Build Status Code Climate

Turn your CSV data dictionary into a JSON repository. Collaborate with others to update the data dictionary in JSON format. Generate new Data Dictionary from the JSON repository. Test and validate your data dictionary using built-in tests, or add your own tests and validations.

Spout has been used extensively to curate and clean datasets available on the National Sleep Research Resource.

Installation

Add this line to your application's gems.rb:

gem "spout"

And then execute:

$ bundle

Or install it yourself as:

$ gem install spout

Usage

Generate a new repository from an existing CSV file

spout new my_data_dictionary

cd my_data_dictionary

spout import data_dictionary.csv

The CSV should contain at minimal the two column headers:

id: This column will give the variable its name, and also be used to name the file, i.e. <id>.json

folder: This can be blank, however it is used to place variables into a folder hiearchy. The folder column can contain forward slashes / to place a variable into a subfolder. An example may be, id: myvarid, folder: Demographics/Subfolder would create a file variables/Demographics/Subfolder/myvarid.json

Other columns that will be interpreted include:

display_name: The variable name as it is presented to the user. The display name should be fit on a single line.

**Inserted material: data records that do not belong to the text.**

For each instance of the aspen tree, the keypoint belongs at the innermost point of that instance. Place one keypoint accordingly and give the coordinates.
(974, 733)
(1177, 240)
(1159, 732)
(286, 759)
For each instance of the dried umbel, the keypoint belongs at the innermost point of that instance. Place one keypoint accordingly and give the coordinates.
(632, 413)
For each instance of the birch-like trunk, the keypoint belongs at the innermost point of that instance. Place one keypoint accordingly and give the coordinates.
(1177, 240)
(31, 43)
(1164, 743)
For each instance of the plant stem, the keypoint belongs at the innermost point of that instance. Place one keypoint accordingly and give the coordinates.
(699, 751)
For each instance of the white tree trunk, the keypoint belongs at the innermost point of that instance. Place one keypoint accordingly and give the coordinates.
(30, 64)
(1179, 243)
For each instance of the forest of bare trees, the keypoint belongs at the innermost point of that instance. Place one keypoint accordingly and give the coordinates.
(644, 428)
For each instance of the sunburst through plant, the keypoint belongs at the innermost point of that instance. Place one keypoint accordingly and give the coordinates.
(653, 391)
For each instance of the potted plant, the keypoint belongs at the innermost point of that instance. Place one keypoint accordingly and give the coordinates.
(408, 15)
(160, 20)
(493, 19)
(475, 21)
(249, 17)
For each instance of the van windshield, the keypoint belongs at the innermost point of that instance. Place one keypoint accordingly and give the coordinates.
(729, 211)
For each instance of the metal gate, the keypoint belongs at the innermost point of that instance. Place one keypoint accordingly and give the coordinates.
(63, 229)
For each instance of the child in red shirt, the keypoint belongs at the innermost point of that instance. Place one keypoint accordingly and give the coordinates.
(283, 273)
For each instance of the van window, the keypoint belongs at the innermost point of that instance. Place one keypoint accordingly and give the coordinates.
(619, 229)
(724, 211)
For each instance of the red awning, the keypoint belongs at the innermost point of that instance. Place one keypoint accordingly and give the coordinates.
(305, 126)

description: A longer description of the variable.

type: Should be a valid variable type, i.e.:

  • identifier
  • choices
  • integer
  • numeric
  • string
  • text
  • date
  • time
  • datetime
  • file

domain: The name of the domain that is associated with the variable. Typically, only variable of type choices have domains. These domains then reside in domains folder.

units: A string of the associated that are appended to variable values, or added to coordinates in graphs representing the variable.

calculation: A calculation represented using algebraic expressions along with id of other variables.

labels: A series of different names for the variable that are semi-colon ; separated. These labels are commonly synonyms, or related terms used primarily for searching.

All other columns get grouped into a hash labeled other.

Importing domains from an existing CSV file

spout import data_dictionary_domains.csv --domains

The CSV should contain at minimal three column headers:

domain_id: The name of the associated domain for the choice/option.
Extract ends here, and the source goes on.